Pope Pius XII declared in 1951 that the big bang theory does not conflict with the Catholic conception of creation.
The question then becomes whether science can explain why the big bang happened without God. One possibility is the oscilating universe theory, that what we call our universe is just one of the cycles of big bangs and big crunches that has been oscilating forever.
However, another theory with more evidence for it is Alan Guth’s inflation theory. Laurence Krauss, a physicist, explains Guth’s theory that the universe came from nothing because it actually is nothing. Gravity has negative energy, the total amount of which in the universe happens to exactly cancel out the positive energy of the matter in the universe, so the total energy of the universe is zero; it is nothing.
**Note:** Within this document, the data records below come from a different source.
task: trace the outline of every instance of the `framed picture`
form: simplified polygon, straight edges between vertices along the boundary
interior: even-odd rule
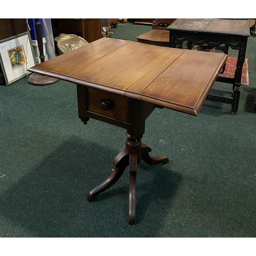
[[[30,73],[35,60],[29,32],[0,41],[0,64],[7,86]]]

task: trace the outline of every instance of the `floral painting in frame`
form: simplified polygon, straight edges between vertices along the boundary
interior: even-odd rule
[[[35,57],[29,32],[0,41],[0,64],[6,85],[27,75],[27,70],[35,66]]]

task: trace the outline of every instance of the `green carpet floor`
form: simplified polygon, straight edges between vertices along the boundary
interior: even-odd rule
[[[128,22],[112,30],[136,41],[150,30]],[[74,84],[37,87],[24,78],[0,86],[0,237],[255,237],[255,49],[252,33],[249,86],[236,115],[206,101],[197,117],[157,109],[147,119],[143,141],[170,162],[140,163],[133,226],[128,170],[95,201],[84,198],[110,174],[125,131],[93,119],[83,125]]]

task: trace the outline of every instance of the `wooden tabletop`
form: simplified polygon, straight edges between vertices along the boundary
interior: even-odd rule
[[[227,58],[104,37],[28,70],[197,115]]]
[[[214,18],[178,18],[168,29],[215,34],[250,36],[249,21]]]
[[[136,36],[139,40],[148,40],[154,42],[169,42],[169,32],[168,30],[160,29],[153,29],[148,32]]]

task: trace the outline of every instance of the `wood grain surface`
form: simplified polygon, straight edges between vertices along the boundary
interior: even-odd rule
[[[227,57],[103,38],[29,71],[197,115]]]
[[[168,28],[171,30],[250,35],[249,22],[241,19],[178,18]]]

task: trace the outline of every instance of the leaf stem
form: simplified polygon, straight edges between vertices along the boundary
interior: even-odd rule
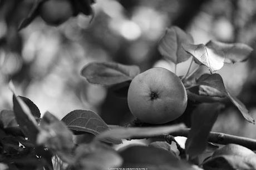
[[[188,69],[188,71],[186,71],[186,74],[182,77],[181,81],[183,81],[184,78],[185,78],[189,74],[189,71],[190,71],[191,66],[192,66],[192,63],[193,63],[193,61],[194,61],[194,58],[192,57],[192,59],[191,60],[190,64],[189,65],[189,68]]]

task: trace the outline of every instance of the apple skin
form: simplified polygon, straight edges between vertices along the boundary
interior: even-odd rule
[[[127,101],[131,113],[140,121],[163,124],[176,119],[184,112],[188,97],[176,74],[165,68],[155,67],[132,79]]]
[[[67,21],[73,13],[68,0],[48,0],[41,4],[39,9],[42,19],[48,24],[55,26]]]
[[[230,143],[215,151],[212,157],[217,157],[223,154],[247,156],[254,154],[253,151],[239,144]]]

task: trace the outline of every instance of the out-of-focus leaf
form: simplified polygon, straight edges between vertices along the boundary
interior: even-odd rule
[[[114,85],[110,88],[110,90],[113,91],[115,94],[116,94],[117,97],[127,98],[127,96],[128,95],[128,89],[131,82],[131,81],[128,81]]]
[[[83,68],[81,74],[91,83],[111,86],[131,81],[140,72],[136,66],[114,62],[92,62]]]
[[[246,156],[223,154],[207,160],[203,166],[205,169],[256,169],[255,160],[256,154]]]
[[[3,128],[17,127],[18,123],[15,119],[14,113],[13,111],[3,110],[0,112],[0,121],[2,122]]]
[[[184,62],[190,57],[181,47],[181,43],[193,43],[192,36],[180,28],[173,26],[167,28],[159,42],[158,50],[162,56],[175,64]]]
[[[215,51],[224,54],[225,62],[234,63],[247,60],[249,54],[253,50],[250,46],[243,43],[224,43],[211,40],[205,45]]]
[[[57,152],[71,153],[74,147],[73,134],[63,122],[47,112],[40,122],[40,127],[42,130],[37,137],[37,144],[44,144]]]
[[[90,133],[95,136],[109,130],[107,124],[96,113],[90,111],[75,110],[62,119],[67,127],[75,132]],[[122,143],[121,140],[106,138],[104,142],[113,144]]]
[[[135,146],[121,151],[121,167],[141,167],[148,169],[199,169],[179,159],[173,153],[155,147]]]
[[[107,169],[119,167],[122,158],[111,147],[100,143],[81,144],[76,149],[72,169]]]
[[[206,86],[215,88],[228,97],[231,102],[238,108],[244,118],[249,122],[254,124],[254,119],[250,115],[244,104],[238,98],[232,95],[226,89],[223,80],[219,74],[204,74],[196,80],[196,86]],[[209,93],[208,94],[209,94]],[[216,93],[215,93],[216,94]]]
[[[129,139],[131,138],[147,138],[149,136],[169,133],[185,128],[183,124],[155,127],[117,127],[105,131],[96,136],[97,139],[106,138]]]
[[[223,107],[219,103],[203,103],[192,113],[192,125],[185,146],[186,153],[192,159],[206,148],[209,134]]]
[[[21,96],[18,96],[18,97],[23,101],[26,104],[27,104],[32,114],[35,116],[35,118],[37,119],[39,119],[41,117],[41,113],[37,106],[29,99]]]
[[[208,67],[211,73],[221,69],[224,66],[224,58],[222,51],[214,51],[203,44],[183,44],[182,47],[188,53]]]
[[[35,143],[40,132],[37,123],[29,108],[19,97],[13,96],[13,111],[17,122],[28,138]]]
[[[86,16],[93,14],[91,6],[95,3],[94,0],[73,0],[71,2],[74,8],[74,16],[77,16],[80,12]]]
[[[21,23],[18,27],[18,31],[25,28],[28,26],[38,15],[38,9],[40,4],[46,0],[37,0],[35,1],[34,4],[29,12],[28,15]]]

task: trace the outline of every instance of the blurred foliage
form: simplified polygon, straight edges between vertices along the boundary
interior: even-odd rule
[[[107,123],[124,124],[132,119],[126,99],[87,82],[80,76],[84,65],[115,61],[137,64],[142,71],[152,66],[174,71],[173,63],[157,50],[165,28],[174,24],[191,33],[195,44],[212,39],[256,48],[254,0],[97,0],[91,23],[91,16],[79,14],[52,27],[38,17],[18,32],[33,2],[0,0],[1,109],[12,107],[7,86],[12,79],[17,93],[34,101],[42,113],[49,111],[62,118],[74,109],[92,110]],[[256,115],[255,51],[251,55],[249,61],[227,65],[218,73]],[[189,62],[178,64],[179,75]],[[229,105],[214,129],[256,138],[253,125],[244,126],[247,123]]]

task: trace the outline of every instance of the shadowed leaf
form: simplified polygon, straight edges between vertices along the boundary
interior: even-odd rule
[[[183,49],[181,43],[193,43],[193,38],[180,28],[167,28],[159,42],[158,50],[162,56],[175,64],[184,62],[190,57]]]
[[[186,153],[191,158],[206,148],[209,134],[223,107],[219,103],[203,103],[192,113],[191,128],[185,144]]]
[[[179,159],[172,153],[160,148],[131,146],[120,150],[124,160],[121,167],[144,167],[148,169],[201,169]]]
[[[19,97],[13,96],[13,111],[17,122],[22,132],[29,140],[35,143],[40,132],[37,123],[31,114],[30,109]]]
[[[207,47],[224,54],[225,62],[234,63],[247,60],[253,50],[250,46],[243,43],[224,43],[211,40],[206,45]]]
[[[81,75],[90,83],[106,86],[131,81],[139,73],[137,66],[114,62],[92,62],[81,71]]]
[[[254,119],[250,115],[248,110],[246,108],[244,104],[235,97],[232,95],[226,89],[223,83],[223,80],[222,79],[220,75],[219,74],[204,74],[196,80],[196,84],[195,86],[204,85],[212,87],[225,94],[238,108],[245,119],[247,120],[249,122],[254,124]],[[214,96],[216,96],[216,94],[218,94],[218,93],[214,93]],[[209,93],[208,93],[207,95],[209,95]]]
[[[83,132],[95,136],[109,129],[107,124],[96,113],[90,111],[75,110],[66,115],[62,119],[72,131]],[[106,142],[120,144],[120,140],[106,139]]]

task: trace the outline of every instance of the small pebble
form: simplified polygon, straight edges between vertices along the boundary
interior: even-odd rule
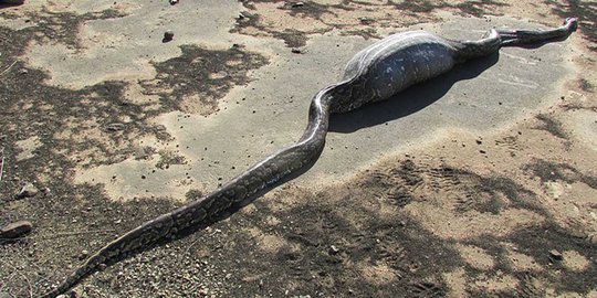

Krauss claims this answers Leibniz’ question of why there is something rather than nothing. Quantum mechanics has existed eternally and causes quantum fluctuations which can create a zero-energy universe from nothing because such a universe requires zero energy to create.
W. L. Craig’s response to Krauss is that Krauss’ definition of nothing is faulty since it’s actually something. Nothing really means total absence of anything.
Defence of Krauss: Arguably the definition of nothing philosophers have traditionally used is in fact not what nothing actually is though. Science has proven the philosophical conception of nothing to be inaccurate.